Il y a quand même l’idée que Dieu a promis cette terre aux Hébreux, du Nil à l’Euphrate.

Encore une fois, c’est d’inscrire des termes très contemporains que de dire que ce que Dieu avait en tête pour nous, c’était un État-nation avec des impôts, une armée, une monnaie et un système économique. J’ai vraiment du mal avec cet argument-là de dire que c’est la vision que Dieu avait pour nous en Israël.

L’antisémitisme existe et le banaliser c’est alimenter le positionnement discursif d’Israël. Oui, y a encore des gens qui se disent que pour défendre le peuple palestinien, il faut aller agresser un juif qui sort de la synagogue ; ce sont des actes inacceptables. Mais je cherche la racine dans tout cela, et je vois un état qui est en train de commettre un génocide, qui est en train d’abuser, de massacrer et d’humilier les Palestiniens de la pire des manières possibles. Chaque matin, en ouvrant mon téléphone, je me dis que ce n’est pas possible de faire pire que ce que je vois, et le lendemain en ouvrant mon téléphone, je vois encore pire que la veille !

Et cet État agit au nom du peuple juif. Mais moi, je n’ai rien demandé. Ça me dégoute ! Et pour moi, c’est un plus gros problème que l’antisémitisme. Il y en a encore qui pensent certes, que tous les juifs s’assimilent à Israël, qu’ils sont tous sionistes. Mais c’est un symptôme, la racine c’est le fait qu’Israël agisse au nom du peuple juif, et c’est l’image que les gens gardent du peuple juif s’ils ne font pas l’effort de s’instruire. Si les juifs ne sont pas vocaux et ne disent pas « non, pas en mon nom », le seul effet que ça aura c’est l’augmentation de l’antisémitisme dans le monde.

Votre analyse est intéressante.
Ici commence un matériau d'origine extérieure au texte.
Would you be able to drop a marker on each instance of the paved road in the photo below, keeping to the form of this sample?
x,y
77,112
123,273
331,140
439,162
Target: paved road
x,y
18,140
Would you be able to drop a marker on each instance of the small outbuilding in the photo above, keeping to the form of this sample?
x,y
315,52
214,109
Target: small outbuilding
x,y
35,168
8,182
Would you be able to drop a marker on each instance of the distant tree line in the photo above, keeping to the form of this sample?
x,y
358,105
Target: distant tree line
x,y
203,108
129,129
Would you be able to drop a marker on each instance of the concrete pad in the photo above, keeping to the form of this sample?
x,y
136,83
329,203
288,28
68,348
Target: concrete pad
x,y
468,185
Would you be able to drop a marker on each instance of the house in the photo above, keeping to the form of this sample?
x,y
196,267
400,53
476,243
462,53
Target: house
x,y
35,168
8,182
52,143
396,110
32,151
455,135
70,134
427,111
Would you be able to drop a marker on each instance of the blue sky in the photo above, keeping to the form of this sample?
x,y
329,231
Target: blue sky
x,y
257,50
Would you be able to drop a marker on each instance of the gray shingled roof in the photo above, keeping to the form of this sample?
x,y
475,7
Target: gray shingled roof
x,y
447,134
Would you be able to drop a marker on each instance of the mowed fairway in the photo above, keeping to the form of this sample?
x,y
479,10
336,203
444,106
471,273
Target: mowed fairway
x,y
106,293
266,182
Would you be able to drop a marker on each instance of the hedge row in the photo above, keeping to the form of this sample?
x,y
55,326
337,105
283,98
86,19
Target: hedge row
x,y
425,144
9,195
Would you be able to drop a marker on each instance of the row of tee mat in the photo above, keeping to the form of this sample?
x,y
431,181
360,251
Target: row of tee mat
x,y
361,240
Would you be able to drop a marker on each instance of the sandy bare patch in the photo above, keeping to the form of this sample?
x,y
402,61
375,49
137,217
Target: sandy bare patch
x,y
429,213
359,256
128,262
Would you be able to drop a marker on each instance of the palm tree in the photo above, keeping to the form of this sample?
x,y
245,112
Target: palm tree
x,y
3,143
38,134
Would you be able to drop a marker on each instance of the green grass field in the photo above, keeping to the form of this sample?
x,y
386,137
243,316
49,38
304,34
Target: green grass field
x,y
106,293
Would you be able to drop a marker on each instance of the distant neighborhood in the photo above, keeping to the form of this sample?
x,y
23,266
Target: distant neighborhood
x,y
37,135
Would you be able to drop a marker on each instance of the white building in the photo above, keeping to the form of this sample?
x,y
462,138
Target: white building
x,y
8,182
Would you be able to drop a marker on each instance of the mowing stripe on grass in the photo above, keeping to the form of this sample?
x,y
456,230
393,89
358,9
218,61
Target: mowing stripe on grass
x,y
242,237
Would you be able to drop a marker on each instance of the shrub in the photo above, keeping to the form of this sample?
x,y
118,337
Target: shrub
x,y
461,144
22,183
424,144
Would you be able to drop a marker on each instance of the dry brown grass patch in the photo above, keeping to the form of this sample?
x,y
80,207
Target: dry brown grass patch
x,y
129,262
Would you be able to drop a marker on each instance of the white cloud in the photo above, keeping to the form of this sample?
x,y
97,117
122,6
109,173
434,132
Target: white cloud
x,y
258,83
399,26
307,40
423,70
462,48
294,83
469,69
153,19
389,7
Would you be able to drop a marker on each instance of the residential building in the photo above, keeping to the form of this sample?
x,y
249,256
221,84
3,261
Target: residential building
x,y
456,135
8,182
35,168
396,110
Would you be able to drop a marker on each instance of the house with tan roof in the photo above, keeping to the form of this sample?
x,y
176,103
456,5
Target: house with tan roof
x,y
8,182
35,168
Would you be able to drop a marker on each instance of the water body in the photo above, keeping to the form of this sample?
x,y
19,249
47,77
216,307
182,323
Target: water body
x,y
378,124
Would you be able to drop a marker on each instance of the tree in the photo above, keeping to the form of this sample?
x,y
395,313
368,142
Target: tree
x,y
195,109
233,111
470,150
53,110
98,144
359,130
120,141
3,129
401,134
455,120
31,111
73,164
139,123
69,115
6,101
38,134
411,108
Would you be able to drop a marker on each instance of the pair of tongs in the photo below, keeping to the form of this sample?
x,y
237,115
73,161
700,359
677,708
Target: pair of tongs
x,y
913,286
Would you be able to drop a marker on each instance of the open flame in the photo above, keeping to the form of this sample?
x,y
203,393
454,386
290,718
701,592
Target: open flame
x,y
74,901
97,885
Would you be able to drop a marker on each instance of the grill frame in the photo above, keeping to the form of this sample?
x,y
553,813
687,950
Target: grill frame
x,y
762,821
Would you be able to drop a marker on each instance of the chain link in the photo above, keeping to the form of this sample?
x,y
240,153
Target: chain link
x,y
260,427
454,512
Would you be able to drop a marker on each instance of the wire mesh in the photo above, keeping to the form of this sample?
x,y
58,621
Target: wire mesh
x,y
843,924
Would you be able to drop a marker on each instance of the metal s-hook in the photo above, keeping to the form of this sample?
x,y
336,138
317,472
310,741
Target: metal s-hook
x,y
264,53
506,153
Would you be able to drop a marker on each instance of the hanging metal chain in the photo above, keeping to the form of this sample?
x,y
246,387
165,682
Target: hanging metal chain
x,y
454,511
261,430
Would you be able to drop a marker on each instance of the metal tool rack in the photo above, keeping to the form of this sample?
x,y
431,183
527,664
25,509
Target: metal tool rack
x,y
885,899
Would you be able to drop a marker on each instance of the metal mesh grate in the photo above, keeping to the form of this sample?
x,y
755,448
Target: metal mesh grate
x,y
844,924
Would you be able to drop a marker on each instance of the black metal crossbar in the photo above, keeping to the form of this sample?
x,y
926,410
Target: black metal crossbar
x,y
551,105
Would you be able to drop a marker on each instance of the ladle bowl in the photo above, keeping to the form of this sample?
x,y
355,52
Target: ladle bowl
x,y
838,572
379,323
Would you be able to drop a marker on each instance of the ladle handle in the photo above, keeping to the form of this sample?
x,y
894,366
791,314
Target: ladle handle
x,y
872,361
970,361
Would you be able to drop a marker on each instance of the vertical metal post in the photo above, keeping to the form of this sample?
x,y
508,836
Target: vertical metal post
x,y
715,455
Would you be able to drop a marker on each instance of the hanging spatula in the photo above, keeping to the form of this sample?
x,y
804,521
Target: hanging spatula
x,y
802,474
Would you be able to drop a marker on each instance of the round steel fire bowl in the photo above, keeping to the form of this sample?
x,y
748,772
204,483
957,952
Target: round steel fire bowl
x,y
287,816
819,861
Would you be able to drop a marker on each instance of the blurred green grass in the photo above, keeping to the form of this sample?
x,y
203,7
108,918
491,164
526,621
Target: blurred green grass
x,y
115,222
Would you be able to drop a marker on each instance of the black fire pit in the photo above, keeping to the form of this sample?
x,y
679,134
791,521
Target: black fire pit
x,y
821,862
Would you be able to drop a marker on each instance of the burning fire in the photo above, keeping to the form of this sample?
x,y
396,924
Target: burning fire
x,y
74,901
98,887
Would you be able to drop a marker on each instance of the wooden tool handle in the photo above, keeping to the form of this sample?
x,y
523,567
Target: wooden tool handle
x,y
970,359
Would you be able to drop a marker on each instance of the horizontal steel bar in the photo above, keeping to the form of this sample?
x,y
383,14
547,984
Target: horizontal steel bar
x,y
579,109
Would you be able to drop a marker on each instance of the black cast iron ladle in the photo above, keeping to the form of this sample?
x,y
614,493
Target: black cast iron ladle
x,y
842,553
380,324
Avez-vous grandi dans une famille sioniste ?

Je suis allé en Israël quand j’avais 11 ans. J’étais encore trop jeune pour comprendre. Avec mon père, ce genre de sujet menait toujours à des conversations confrontationelles. Mais depuis le 7 octobre, mon père change d’avis sur beaucoup de choses. Il pense encore que l’État d’Israël a le droit d’exister, et c’est là où lui et moi sommes en désaccord, mais mon père se rapproche petit à petit de mes convictions.

Avez-vous fait face à des menaces concrètes de la part de sioniste qui vous considéreraient comme une traitre ?

Les sionistes eux-mêmes peuvent être très antisémites ! Je suis allé à Révolution Permanente en disant que j’étais l’une des étudiantes juives ayant signé la lettre en soutien au Comité Palestine et pour se désolidariser de l’UEJF. Je suis la seule à avoir montré mon visage à la caméra, et je me suis pris un déferlement de haine de personnes dont je ne peux même pas dire si elles sont juives, car c’était sur Twitter. On m’a traité de « capo » – un juif ayant aidé les nazis à faire fonctionner les chambres à gaz – de l’équivalent juif d’une harki, de « p*te des Arabes » également…

Certaines de ces insultes étaient extrêmement antisémites et venaient de la part de sionistes qui ont une vision bien claire de ce que doit être un juif. Et si un juif n’est pas d’accord avec leurs points de vus – et nous sommes de plus en plus nombreux – voilà les insultes que l’on se prend.


Source : Investig’Action

Notes

1 Le cadrage discursif fait référence à la manière dont un événement, un problème ou une question est présenté, interprété et compris dans le discours public. Cela inclut les choix de langage, les angles d’approche, des stratégies de communication ainsi que les implications plus larges sur la liberté d’expression.

2 La répression discursive désigne les mécanismes sociopolitiques et culturels par lesquels certains discours sont marginalisés, censurés ou discrédités dans une société donnée. Cela peut se manifester par la diabolisation, la stigmatisation, la censure, l’intimidation et l’instrumentalisation ( ici, de l’antisémitisme par exemple ).